As automation technologies spread, understanding their impact on employment is crucial for policymakers and businesses. This study, "Automation and flexible labor contracts: Firm-level evidence from Italy," by Silvio Traverso, Massimiliano Vatiero, and Enrico Zaninotto, explores how automation investments relate to firms' use of flexible labor contracts.
The big picture: New research finds that firms investing in automation also tend to increase their use of flexible labor contracts, suggesting these technologies complement rather than replace workers. This relationship may have been overlooked in previous debates about labor market reforms.
Key findings:
Firms that invested in automation saw a 9% increase in flexible workers compared to non-investing firms.
Automation investment was also associated with the following:
5% increase in total employment
7-8% increase in employee turnover
10-12% increase in hiring
No significant effect on job terminations
About 2/3 of the increase in flexible workers was directly related to automation, with 1/3 indirectly due to overall employment growth.
The study used data from about 10,450 Italian firms between 2015-2018.

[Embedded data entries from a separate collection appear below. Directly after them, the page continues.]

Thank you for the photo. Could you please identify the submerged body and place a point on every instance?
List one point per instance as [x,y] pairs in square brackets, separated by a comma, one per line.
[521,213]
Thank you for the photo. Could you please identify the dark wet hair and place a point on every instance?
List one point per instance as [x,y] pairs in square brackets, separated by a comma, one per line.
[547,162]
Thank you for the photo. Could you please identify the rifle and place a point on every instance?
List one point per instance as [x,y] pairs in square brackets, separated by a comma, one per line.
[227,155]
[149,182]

Between the lines: The researchers argue that automation and flexible labor are complementary because they both enhance firms' "operational flexibility"—the ability to quickly adjust production to market changes.
Automated systems are reprogrammable, allowing rapid task switching.

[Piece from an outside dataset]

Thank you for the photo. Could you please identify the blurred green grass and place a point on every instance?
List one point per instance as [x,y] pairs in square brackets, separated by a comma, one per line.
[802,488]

Flexible contracts enable swift workforce adjustments.
These provide maximum adaptability for firms facing volatile demand and intense competition.
The catch: While the study shows automation increases hiring, it also boosts the use of flexible contracts. Previous research indicates that such contracts reduce job security and wages over the long term. This creates potential tension: more jobs but lower paying and less stable ones.
What they're saying: If the complementarity hypothesis holds, changes in employment legislation that increase the costs for firms to adjust their workforce promptly will also diminish the returns on firms' investments in automation
About the paper:
The study considered "hard" automation technologies like robotics, IoT, big data, and augmented reality.
It used a matched difference-in-differences approach to compare firms that invested in automation to similar non-investing firms.
The authors suggest that future labor reforms should protect workers without compromising firms' workforce flexibility.
Introducing minimum wages or direct support for low-income workers
Promoting training programs for task-specific skills
Developing national skill certification systems
Encouraging internal workforce flexibility
Bottomline: Policymakers aiming to improve worker protections should be mindful of how this may impact firms' ability to benefit from automation investments. The complementarity between flexible labor and automation may be stronger than previously recognized.